Yamakawa's main mission is to create the world's fastest vision system. "If robots can 'see' their working environments and cope with situations promptly, they can work continuously without stopping the conveyer belt during production, whereas the belt has to remain stopped until their procedures are finished under the current situation. This enhancement can greatly improve the productivity of a factory."

Yamakawa's challenge is how to address a problem associated with the high-speed camera, which produces dark images. Yamakawa has added markers to the robot to process dark images, but eventually aims to enable the system to see without markers.

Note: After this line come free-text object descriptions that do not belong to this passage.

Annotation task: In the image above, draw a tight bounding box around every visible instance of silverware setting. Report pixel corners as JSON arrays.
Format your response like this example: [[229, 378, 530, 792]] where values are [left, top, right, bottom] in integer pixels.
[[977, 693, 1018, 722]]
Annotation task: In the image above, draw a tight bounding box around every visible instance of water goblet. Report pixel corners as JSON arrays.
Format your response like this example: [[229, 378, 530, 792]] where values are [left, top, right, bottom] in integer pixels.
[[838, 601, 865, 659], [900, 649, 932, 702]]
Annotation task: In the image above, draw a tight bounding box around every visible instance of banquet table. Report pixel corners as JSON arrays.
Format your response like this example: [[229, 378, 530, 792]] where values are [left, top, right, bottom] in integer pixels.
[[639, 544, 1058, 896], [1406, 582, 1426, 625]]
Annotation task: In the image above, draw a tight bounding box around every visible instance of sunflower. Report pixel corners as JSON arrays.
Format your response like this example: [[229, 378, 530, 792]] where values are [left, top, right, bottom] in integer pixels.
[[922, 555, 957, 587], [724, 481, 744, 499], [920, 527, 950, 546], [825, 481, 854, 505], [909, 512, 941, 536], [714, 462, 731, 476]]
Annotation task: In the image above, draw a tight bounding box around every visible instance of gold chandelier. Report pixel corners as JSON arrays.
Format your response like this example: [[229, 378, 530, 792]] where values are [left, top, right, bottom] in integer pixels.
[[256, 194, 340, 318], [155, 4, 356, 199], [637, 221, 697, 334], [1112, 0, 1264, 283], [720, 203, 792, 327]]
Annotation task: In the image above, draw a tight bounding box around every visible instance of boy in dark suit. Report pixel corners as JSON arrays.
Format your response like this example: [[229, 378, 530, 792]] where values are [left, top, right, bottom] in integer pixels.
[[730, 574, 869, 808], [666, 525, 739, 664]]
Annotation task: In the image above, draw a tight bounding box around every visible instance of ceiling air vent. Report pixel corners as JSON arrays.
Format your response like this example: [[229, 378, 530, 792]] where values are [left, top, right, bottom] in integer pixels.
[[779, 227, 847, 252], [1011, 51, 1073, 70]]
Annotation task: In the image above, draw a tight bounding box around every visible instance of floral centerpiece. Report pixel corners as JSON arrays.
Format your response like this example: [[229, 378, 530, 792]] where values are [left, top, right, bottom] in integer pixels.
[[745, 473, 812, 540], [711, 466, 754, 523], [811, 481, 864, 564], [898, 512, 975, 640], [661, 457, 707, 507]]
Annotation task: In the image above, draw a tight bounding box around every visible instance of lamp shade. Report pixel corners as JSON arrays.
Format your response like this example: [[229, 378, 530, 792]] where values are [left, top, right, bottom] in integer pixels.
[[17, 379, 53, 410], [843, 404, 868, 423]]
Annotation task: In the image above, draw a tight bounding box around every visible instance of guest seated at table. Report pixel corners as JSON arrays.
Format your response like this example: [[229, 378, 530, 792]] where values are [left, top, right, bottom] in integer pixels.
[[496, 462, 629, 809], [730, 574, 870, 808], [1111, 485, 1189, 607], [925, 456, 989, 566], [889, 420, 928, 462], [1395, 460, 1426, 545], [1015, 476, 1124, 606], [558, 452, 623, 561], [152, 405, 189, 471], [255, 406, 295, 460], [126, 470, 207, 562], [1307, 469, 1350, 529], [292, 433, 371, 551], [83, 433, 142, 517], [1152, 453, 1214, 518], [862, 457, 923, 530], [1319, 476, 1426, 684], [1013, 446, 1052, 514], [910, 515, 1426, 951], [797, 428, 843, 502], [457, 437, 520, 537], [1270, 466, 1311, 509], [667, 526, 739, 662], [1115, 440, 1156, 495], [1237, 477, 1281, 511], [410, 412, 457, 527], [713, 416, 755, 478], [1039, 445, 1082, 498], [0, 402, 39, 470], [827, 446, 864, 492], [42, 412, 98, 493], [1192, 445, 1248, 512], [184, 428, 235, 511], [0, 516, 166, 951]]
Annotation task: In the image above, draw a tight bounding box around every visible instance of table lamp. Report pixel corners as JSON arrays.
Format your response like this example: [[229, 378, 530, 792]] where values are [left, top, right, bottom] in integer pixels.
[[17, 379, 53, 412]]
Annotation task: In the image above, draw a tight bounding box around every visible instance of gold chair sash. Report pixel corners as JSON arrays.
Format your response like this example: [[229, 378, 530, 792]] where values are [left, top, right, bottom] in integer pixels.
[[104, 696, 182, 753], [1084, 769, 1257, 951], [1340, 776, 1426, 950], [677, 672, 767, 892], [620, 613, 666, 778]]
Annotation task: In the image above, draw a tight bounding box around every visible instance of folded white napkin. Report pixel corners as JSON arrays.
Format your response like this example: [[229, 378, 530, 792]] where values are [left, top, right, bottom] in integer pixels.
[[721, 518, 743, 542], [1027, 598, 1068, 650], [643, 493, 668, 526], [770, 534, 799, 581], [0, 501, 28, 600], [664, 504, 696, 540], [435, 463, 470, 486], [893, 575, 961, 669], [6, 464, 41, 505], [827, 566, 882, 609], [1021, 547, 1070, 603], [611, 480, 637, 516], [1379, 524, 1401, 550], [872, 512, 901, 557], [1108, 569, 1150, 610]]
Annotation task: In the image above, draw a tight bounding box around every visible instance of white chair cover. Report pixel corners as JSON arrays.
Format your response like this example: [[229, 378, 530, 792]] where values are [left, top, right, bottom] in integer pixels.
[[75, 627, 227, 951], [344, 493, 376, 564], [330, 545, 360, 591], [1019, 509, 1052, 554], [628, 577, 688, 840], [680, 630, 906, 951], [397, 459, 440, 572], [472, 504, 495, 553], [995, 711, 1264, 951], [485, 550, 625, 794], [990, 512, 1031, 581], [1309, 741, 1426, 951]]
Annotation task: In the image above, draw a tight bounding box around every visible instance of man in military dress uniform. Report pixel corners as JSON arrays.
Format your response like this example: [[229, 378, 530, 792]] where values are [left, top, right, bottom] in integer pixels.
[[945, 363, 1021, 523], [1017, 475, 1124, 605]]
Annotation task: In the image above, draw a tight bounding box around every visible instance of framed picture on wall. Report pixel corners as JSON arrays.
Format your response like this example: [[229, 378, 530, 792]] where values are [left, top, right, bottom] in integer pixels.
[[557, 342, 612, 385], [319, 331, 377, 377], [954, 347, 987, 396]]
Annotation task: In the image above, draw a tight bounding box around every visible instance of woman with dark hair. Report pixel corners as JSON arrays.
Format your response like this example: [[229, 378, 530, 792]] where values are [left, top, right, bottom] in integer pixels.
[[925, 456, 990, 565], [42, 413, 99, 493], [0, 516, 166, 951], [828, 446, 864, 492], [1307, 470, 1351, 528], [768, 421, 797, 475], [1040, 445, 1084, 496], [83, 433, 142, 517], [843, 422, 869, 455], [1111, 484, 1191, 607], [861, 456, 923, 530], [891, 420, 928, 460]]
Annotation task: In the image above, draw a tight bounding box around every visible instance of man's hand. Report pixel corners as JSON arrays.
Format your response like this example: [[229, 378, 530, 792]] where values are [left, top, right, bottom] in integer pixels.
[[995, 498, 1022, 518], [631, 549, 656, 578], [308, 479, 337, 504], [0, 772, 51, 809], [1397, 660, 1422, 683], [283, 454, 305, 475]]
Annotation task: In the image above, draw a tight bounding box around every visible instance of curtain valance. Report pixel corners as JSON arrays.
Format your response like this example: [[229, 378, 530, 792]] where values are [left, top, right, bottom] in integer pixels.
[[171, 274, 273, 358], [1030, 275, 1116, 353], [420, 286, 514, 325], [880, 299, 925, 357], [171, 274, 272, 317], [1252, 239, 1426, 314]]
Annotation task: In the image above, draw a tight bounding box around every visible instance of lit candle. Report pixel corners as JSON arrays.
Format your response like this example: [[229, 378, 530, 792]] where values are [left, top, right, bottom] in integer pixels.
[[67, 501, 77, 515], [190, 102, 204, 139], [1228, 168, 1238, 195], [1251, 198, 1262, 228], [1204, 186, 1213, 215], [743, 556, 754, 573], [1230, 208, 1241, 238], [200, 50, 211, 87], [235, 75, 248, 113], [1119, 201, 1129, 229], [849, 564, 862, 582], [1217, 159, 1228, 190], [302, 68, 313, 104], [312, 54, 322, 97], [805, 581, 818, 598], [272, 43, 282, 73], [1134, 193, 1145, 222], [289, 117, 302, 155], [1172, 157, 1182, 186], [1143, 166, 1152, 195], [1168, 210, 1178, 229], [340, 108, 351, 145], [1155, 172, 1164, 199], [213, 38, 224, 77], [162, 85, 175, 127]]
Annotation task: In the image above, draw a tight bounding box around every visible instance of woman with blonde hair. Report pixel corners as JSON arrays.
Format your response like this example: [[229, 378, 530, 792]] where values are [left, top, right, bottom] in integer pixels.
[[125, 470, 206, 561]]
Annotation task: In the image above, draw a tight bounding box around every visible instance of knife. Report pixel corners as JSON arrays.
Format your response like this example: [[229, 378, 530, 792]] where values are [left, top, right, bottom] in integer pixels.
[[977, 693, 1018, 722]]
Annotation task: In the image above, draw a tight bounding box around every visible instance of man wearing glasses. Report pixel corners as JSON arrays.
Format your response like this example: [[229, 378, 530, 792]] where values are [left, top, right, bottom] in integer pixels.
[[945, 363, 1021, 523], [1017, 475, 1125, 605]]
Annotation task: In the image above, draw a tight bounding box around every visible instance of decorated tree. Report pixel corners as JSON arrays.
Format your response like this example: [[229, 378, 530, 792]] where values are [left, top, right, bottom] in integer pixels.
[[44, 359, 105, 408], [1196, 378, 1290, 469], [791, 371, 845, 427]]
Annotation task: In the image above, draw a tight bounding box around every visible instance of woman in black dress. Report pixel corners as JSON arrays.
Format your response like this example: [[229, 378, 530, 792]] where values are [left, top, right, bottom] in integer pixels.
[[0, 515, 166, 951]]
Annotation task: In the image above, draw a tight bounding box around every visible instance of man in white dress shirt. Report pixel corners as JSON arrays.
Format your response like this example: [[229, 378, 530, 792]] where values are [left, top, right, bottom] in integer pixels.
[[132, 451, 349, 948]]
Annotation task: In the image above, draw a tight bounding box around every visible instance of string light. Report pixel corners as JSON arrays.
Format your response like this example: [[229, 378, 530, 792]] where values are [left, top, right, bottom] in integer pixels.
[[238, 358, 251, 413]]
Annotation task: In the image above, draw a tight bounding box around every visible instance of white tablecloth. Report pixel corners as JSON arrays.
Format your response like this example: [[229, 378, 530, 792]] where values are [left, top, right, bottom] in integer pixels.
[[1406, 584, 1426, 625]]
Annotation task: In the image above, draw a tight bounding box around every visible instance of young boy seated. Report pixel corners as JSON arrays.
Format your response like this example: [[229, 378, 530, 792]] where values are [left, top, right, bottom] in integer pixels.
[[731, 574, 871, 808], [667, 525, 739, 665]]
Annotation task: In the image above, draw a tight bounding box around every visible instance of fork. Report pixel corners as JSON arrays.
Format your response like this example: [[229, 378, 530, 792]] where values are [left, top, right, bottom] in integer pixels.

This can be achieved by combining deep learning and high-speed image processing, thus enabling robots to move faster and more intelligently.

Yamakawa believes that achieving this will expand the use of robots in various fields. "Faster and more intelligent robots will not only increase the production efficiency in the industrial fields but also ensure safety and improve the quality of life of humans by assuming more roles in household chores and elder care."

Short Dialogue

Associate Professor Tsukasa Mizutani(→'Seeing Through' Aging Infrastructure [UTokyo-IIS Bulletin Vol.12] ):
I am amazed by how much we have common in our approaches to research. For example, we have to selectively see the obtained data, which is necessary for reducing the volume of real-time calculations when employing algorithms. So, it's essential to extract only the data that is necessary.

Associate Professor Yuji Yamakawa:
That's right. In case of high-speed vision, we observe only some of the data we obtain. For example, even if we obtain an image with 1,000 by 1,000 pixels, we look at a section with 100 by 100 pixels. It is important to reduce the volume of calculations and find ways to cut corners.

Mizutani:
We're both focusing on the potential of automated vehicles in our research. That's another interesting thing we have in common.